The European Committee for Medicinal Products for Human Use (CHMP) of the European Medicines Agency (EMA) has granted a positive opinion for the use of Viekirax (ombitasvir/paritaprevir/ritonavir tablets) + Exviera (dasabuvir tablets), from Abbvie, without ribavirin (RBV) in chronic hepatitis C virus (HCV) infected genotype 1b (GT1b) patients with compensated cirrhosis (Child-Pugh A).

The CHMP opinion of the Type-II variation application for Viekirax + EXVIERA is supported by data from the Phase IIIb TURQUOISE-III study, which is part of AbbVie's larger clinical program investigating efficacy and safety in a broad range of GT1 patients. TURQUOISE-III is a dedicated Phase III study of Viekirax + EXVIERA without RBV for 12 weeks in GT1b patients with compensated cirrhosis. Results from the TURQUOISE-III study showed 100 percent (n=60/60) of GT1b chronic HCV infected patients with compensated cirrhosis (Child-Pugh A) achieved sustained virologic response at 12 weeks post-treatment (SVR12) with Viekirax + EXVIERA without RBV for 12 weeks. No patients discontinued treatment due to adverse events. The most commonly reported adverse events (>10 percent) were fatigue (22 percent), diarrhea (20 percent) and headache (18 percent).
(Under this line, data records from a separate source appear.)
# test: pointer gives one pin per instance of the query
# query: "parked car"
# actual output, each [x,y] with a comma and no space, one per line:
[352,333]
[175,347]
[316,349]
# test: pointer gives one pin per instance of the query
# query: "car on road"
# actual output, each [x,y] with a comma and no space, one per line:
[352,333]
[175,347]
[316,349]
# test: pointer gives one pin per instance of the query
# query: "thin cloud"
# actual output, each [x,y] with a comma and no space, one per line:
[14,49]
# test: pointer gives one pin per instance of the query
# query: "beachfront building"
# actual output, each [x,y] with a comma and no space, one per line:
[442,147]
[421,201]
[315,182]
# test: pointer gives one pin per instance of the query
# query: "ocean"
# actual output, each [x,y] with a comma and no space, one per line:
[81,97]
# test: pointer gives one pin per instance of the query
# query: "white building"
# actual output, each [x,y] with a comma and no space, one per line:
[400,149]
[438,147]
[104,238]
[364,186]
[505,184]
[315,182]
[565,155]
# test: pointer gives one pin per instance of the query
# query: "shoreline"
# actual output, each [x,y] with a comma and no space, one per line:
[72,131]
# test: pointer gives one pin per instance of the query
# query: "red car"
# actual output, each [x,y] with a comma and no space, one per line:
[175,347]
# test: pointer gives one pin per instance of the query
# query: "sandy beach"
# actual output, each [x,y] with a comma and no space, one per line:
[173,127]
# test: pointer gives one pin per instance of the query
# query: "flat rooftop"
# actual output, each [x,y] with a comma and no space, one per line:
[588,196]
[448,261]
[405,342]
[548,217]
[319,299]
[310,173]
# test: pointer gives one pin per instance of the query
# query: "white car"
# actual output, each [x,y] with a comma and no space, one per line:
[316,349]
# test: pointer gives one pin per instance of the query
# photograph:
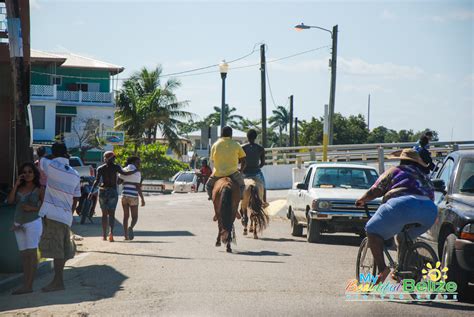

On January 7, AbbVie announced that its supplemental New Drug Application (sNDA) for Viekirax Pak was accepted and granted priority review by the FDA.

Comment: Viekirax Pak has joined Solvadi (sofosbuvir) and Harvoni (sofosbuvir + ledispavir) from Gilead as oral, revolutionary therapies in the treatment of chronic Hepatitis C, replacing the pegylated interferon injectable drugs that carried serious side effects. The new drugs carry impressive cure rates of 90% or more in patients after 8 weeks or 12 weeks of treatment contrasting with the 65%-70% cure rates with the pegylated interferons.